Ogni professionista e chi si occupa del bambino dovrà insegnargli a valutare le possibilità e i rischi che scatenano una crisi epilettica. I genitori di bambini epilettici hanno familiarità con le manifestazioni degli attacchi e possono dire, sia ai bambini che ai parenti, come agire esattamente quando se ne verifica uno.

Sapere come comportarsi emotivamente tra le crisi epilettiche

Molte persone che soffrono di epilessia notano che le loro emozioni e i loro sentimenti influenzano la frequenza degli attacchi. Di conseguenza, imparare a gestire al meglio le emozioni può ridurre il numero degli attacchi.

È possibile cambiare atteggiamento. Ad esempio, non percepirsi come “epilettici” e concentrarsi sulle cose che si possono fare invece che su quelle che non si possono fare. Si possono prevenire le crisi imparando a gestire lo stress attraverso tecniche di rilassamento come lo yoga o scrivendo i propri pensieri su un diario.

Altri accorgimenti importanti che possono aiutare a prevenire le convulsioni sono: dormire a sufficienza, svolgere attività fisica regolare (per evitare l’iperventilazione), consumare regolarmente pasti equilibrati e nutrienti, evitare la caffeina, i dolcificanti, l’alcool, le droghe e assumere i farmaci in base all’orario prescritto.

Donna che si rilassa

Cosa fare se ci troviamo in presenza di una crisi epilettica?

Da un momento all’altro, la persona che ha una crisi epilettica diventa strana e ha degli atteggiamenti incomprensibili. È molto comune che chi osserva questi comportamenti provi una sensazione di impotenza. Per questo motivo, una buona informazione è necessaria per ridurre l’ansia.

Se vi trovate di fronte a una crisi tonico-clonica generalizzata (conosciuta anche come “Grande Male”), dovete:

  • Mantenere la calma.
  • Portare la persona che ha la crisi fuori da un’area pericolosa per prevenire possibili lesioni.
  • Mettere un cuscino o dei vestiti sotto la testa della persona.
  • Se la persona che ha la crisi porta gli occhiali, toglierglieli.
  • Per rendere più facile la respirazione della persona che ha la crisi allentate la pressione esercitata dai vestiti, soprattutto intorno al collo (ad esempio, sbottonatele la camicia).
  • Prendete l’ora per conoscere la durata della crisi.

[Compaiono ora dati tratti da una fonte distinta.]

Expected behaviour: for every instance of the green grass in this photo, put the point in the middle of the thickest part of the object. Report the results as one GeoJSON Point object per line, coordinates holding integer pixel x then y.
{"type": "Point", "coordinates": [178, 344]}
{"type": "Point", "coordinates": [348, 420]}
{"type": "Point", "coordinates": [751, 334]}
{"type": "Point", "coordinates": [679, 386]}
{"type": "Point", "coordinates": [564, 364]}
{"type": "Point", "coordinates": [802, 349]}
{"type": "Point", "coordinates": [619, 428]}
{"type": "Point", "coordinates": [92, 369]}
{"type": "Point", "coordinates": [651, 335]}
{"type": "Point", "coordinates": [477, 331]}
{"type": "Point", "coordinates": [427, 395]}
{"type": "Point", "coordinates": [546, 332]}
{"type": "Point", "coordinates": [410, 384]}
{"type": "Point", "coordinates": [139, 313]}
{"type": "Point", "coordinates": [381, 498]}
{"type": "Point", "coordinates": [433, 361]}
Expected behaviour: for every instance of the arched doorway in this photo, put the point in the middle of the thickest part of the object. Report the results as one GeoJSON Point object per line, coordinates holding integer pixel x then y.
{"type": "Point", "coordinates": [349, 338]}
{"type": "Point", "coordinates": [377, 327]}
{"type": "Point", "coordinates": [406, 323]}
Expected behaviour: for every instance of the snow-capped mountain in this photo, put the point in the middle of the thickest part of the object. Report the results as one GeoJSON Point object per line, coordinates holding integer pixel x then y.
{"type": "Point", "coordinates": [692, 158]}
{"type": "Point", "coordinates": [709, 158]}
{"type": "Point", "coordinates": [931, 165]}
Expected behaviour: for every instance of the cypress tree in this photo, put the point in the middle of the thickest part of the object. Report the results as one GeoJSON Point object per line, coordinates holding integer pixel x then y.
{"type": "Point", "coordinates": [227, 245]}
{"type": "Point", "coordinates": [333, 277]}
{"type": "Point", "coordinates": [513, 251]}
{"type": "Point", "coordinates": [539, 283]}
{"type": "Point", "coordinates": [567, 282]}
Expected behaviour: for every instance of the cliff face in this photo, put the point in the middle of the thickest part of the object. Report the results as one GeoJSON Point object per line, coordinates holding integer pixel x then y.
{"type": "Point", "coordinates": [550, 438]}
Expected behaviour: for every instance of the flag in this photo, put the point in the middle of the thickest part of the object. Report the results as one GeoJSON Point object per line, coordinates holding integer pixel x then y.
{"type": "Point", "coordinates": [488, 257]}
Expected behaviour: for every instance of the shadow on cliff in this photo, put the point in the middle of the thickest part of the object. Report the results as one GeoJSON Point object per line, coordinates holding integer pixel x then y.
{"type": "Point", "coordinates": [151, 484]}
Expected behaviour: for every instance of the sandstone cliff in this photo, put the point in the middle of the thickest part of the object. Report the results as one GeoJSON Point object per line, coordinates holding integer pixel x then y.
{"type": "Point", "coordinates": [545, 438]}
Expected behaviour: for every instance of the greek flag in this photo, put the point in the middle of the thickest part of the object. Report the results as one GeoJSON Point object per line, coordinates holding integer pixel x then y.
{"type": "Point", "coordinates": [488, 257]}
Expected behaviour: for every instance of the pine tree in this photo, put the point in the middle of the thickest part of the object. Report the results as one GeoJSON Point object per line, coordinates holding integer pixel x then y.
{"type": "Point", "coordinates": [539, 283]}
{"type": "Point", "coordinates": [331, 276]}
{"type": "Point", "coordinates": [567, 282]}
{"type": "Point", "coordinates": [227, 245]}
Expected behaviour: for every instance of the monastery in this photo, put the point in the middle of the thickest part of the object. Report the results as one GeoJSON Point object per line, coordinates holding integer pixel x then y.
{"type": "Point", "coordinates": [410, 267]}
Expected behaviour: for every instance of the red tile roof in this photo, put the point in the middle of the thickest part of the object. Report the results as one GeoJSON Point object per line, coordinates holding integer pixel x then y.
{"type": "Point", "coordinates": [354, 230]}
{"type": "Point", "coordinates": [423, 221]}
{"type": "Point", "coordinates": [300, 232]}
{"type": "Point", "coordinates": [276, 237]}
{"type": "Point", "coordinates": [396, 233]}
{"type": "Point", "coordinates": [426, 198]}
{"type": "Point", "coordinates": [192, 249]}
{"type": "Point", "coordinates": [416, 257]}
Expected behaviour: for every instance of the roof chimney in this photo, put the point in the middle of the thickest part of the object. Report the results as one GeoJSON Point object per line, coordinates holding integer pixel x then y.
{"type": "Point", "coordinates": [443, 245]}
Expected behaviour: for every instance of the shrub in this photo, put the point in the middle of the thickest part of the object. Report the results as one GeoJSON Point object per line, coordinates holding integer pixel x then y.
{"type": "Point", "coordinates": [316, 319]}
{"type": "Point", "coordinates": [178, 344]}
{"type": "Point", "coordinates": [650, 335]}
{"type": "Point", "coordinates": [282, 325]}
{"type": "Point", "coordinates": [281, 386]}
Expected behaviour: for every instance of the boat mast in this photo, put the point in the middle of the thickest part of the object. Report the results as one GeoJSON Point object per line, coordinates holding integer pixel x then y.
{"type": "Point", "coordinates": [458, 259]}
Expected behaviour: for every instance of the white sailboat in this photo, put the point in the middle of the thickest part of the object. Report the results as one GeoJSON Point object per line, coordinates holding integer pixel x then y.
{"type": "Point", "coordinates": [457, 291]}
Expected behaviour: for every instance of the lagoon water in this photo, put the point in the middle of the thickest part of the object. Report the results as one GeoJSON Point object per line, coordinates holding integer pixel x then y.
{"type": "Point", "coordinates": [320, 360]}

Alla fine delle convulsioni:

  • Posizionate la persona in una posizione di sicurezza laterale (preferibilmente a sinistra).
  • Liberate le sue vie respiratorie per permettere la fuoriuscita di saliva o di vomito.
  • Rimanete con la persona se persiste lo stato confusionale.
  • Se possibile, datele un po’ ditempo per riposare.

Tranne in casi in cui la malattia sia particolarmente lieve, è importante che il paziente epilettico faccia parte di un progetto di accoglienza personalizzata a scuola o negli ambienti in cui svolge la sua attività quotidiana.